Suppose you wish to losslessly compress data which can be expressed as a sequence of symbols (a regular text file is a classic example where the symbols are letters and punctuation marks). There are many good compression algorithms out there that solve this problem. This post will present a famous one called Huffman's algorithm, which compresses data by creating an encoding scheme which is optimal in the sense that no other encoding will generate a better compression of the data.
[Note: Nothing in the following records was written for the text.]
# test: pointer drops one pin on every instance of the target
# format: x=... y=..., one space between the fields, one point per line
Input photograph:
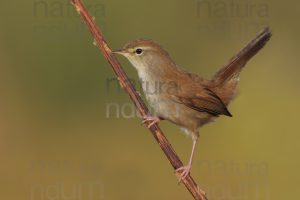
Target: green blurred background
x=67 y=132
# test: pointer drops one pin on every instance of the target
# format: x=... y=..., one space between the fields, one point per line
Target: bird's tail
x=234 y=66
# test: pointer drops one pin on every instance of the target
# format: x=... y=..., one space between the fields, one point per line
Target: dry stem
x=136 y=99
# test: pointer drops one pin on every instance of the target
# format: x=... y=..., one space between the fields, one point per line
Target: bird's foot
x=151 y=120
x=183 y=172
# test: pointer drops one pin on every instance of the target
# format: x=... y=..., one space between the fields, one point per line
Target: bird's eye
x=139 y=51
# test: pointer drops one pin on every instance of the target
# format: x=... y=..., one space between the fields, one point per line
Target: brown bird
x=183 y=98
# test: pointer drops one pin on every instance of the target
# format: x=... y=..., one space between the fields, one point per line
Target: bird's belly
x=177 y=113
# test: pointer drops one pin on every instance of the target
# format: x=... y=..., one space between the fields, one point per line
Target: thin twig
x=136 y=99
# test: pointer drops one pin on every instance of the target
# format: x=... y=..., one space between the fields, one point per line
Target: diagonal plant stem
x=189 y=183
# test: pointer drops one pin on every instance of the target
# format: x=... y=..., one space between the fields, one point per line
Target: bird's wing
x=204 y=100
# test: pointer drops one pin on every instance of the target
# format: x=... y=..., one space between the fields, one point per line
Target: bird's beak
x=121 y=52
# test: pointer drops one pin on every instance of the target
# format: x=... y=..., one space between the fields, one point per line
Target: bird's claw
x=151 y=120
x=183 y=172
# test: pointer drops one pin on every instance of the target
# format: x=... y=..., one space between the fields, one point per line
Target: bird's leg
x=185 y=170
x=152 y=120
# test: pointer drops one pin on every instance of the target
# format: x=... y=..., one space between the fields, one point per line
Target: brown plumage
x=183 y=98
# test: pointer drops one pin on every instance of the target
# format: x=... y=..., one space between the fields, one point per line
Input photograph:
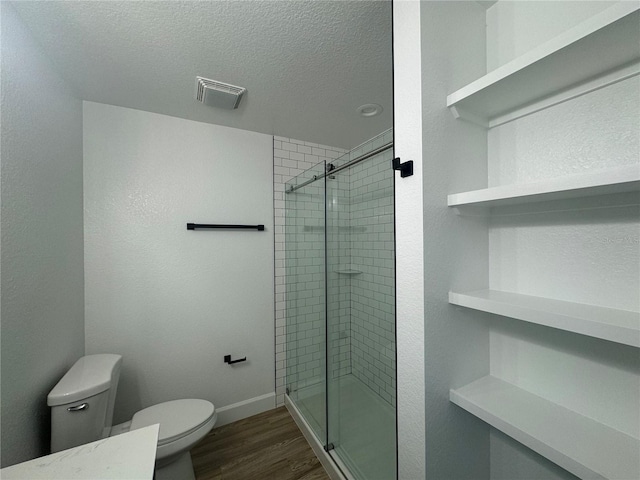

This form of compression is surely not the only one available, but it is very easy to understand and also very important since it is used by codecs such as JPEG and MP3.
Huffman's algorithm works as follows:
1. | count the number of occurrences $n_i$ of each distinct symbol $s_i$ on the data |
2. | for each distinct symbol $s_i$, generate a tree containing a single node with key $s_i$ and weight $n_i$ |
3. | select the two trees with smallest root node weights and merge them under a new root node; the key of this new root node is the concatenation of the keys of the root nodes of the merged trees and its weight is the sum of their weights (so if the two chosen trees have root nodes with keys $\alpha_j$ and $\alpha_k$ and weights $w_j$ and $w_k$ respectively, we put them under a new root node with key $\alpha_j\alpha_k$ and weight $w_j + w_k$) |
4. | if only a single tree is left, stop; otherwise go back to step 3 |
5. | the representation of a given symbol is then given by the bit sequence which one obtains by starting from the root node of the final tree and moving along the tree until the node containing the given symbol as key is reached: each time we need to go the left child, we append a 0 to the bit representation, otherwise we append a 1 to it. |
Although the description above is somewhat abstract, the algorithm is really simple. Figure 1 describes visually how it works.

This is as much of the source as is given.